Melihat beberapa definisi di atas, dapat disimpulkan bahwa korupsi secara


implisit adalah menyalahgunakan wewenang, jabatan atau amanah secara melawan
hukum untuk memperoleh keuntungan atau manfaat pribadi dan atau kelompok
tertentu yang dapat merugikan kepentingan umum. Dari beberapa definisi tersebut
juga terdapat beberapa unsur yang melekat pada korupsi, yaitu; Pertama, tindakan
mengambil, menyembunyikan, menggelapkan harta negara atau masyarakat.
Kedua, melawan norma-norma yang sah dan berlaku. Ketiga, penyalahgunaan
kekuasaan atau wewenang atau amanah yang ada pada dirinya. Keempat, demi
kepentingan diri sendiri, keluarga, kerabat, korporasi atau lembaga instansi tertentu.
Kelima, merugikan pihak lain, baik masyarakat maupun negara.
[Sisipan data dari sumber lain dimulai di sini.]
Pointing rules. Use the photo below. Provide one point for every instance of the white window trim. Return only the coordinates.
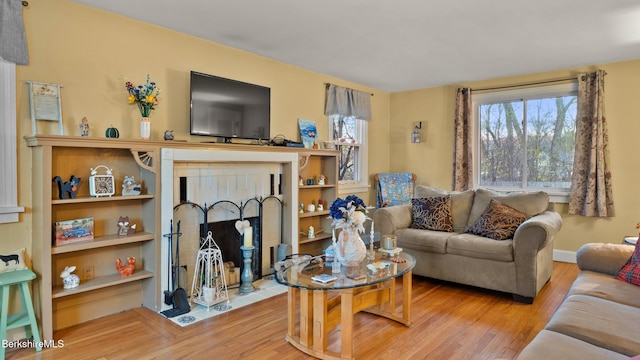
(9, 208)
(555, 194)
(362, 185)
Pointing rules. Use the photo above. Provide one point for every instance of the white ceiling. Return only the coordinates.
(397, 45)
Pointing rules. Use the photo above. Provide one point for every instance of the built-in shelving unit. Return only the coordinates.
(312, 165)
(102, 289)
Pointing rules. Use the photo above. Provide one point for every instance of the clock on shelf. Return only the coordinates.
(101, 184)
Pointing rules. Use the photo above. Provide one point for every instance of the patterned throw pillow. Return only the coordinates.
(432, 213)
(12, 261)
(498, 221)
(630, 271)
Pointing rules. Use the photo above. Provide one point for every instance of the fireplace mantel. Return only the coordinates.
(171, 157)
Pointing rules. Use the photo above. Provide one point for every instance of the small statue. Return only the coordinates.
(168, 135)
(129, 186)
(69, 280)
(84, 127)
(126, 270)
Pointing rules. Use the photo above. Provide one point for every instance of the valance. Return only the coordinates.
(13, 40)
(347, 102)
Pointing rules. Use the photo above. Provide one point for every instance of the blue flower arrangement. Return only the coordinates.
(348, 212)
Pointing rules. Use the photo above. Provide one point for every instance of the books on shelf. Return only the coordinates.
(324, 278)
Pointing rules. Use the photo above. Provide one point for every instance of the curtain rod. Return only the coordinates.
(327, 85)
(526, 84)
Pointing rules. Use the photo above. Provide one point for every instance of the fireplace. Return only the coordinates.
(261, 183)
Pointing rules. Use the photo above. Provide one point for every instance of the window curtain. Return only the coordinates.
(347, 102)
(13, 40)
(462, 166)
(591, 189)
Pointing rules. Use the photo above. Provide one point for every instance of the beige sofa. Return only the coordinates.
(520, 265)
(600, 316)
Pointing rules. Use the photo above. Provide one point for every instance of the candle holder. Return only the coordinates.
(246, 278)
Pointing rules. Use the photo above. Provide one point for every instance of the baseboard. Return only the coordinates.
(564, 256)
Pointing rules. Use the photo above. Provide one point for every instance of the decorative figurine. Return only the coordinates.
(168, 135)
(69, 280)
(126, 270)
(129, 186)
(101, 184)
(124, 228)
(112, 132)
(84, 127)
(67, 188)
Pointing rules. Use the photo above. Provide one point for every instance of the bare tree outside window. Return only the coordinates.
(527, 143)
(347, 135)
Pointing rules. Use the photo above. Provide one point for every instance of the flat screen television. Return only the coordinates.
(228, 108)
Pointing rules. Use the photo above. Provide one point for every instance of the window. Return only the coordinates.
(8, 158)
(350, 135)
(525, 138)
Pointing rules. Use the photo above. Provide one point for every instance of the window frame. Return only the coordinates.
(9, 209)
(362, 184)
(566, 89)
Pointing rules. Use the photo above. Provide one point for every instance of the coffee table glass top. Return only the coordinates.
(302, 275)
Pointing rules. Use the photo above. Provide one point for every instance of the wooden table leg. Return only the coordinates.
(346, 317)
(407, 289)
(320, 321)
(291, 312)
(306, 318)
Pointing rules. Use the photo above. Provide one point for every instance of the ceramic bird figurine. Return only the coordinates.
(126, 270)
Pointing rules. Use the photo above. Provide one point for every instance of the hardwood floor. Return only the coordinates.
(450, 322)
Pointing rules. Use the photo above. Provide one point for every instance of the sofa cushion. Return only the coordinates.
(630, 271)
(432, 213)
(606, 287)
(552, 345)
(480, 247)
(600, 322)
(499, 221)
(461, 202)
(423, 240)
(531, 203)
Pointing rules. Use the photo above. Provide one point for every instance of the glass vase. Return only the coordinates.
(145, 128)
(350, 249)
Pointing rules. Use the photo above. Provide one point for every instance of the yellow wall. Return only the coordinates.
(90, 52)
(432, 160)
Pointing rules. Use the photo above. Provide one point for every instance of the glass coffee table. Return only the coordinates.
(371, 288)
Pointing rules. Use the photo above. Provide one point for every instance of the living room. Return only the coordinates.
(90, 51)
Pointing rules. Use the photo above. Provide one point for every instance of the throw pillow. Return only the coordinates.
(630, 271)
(461, 202)
(432, 213)
(12, 261)
(532, 203)
(499, 221)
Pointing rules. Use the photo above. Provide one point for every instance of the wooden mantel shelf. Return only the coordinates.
(151, 145)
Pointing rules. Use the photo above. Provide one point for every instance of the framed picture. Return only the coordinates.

Upaya pemberantasan korupsi adalah bagian dari akuntabilitas sosial,


dalam artian bukan hanya tanggung jawab pemerintah dan lembaga lainnya. Akan
tetapi peran serta masyarakat adalah yang paling penting dalam mencegah dan
memberantas korupsi. Oleh karena itu, perlu ada paradigma baru (new paradigm)
yang merupakan perubahan paradigma (shifting paradigm) ke arah yang lebih baik
dan komprehensif dalam memahami upaya pemberantasan korupsi.

Di antara penyebab kurangnya mobilitas peran masyarakat dalam upaya


pemberantasan korupsi disebabkan ketidaktahuan tentang makna, hakikat, dan

5
kategorisasi korupsi, yang semakin berkembang dan rumit. Secara bahasa, definisi
korupsi memiliki makna yang jelas dan tegas. Namun, secara praktis makna korupsi
berbeda antara satu dengan yang lainnya. Selain itu, definisi korupsi selalu
berkembang, baik secara normatif maupun secara sosiologis.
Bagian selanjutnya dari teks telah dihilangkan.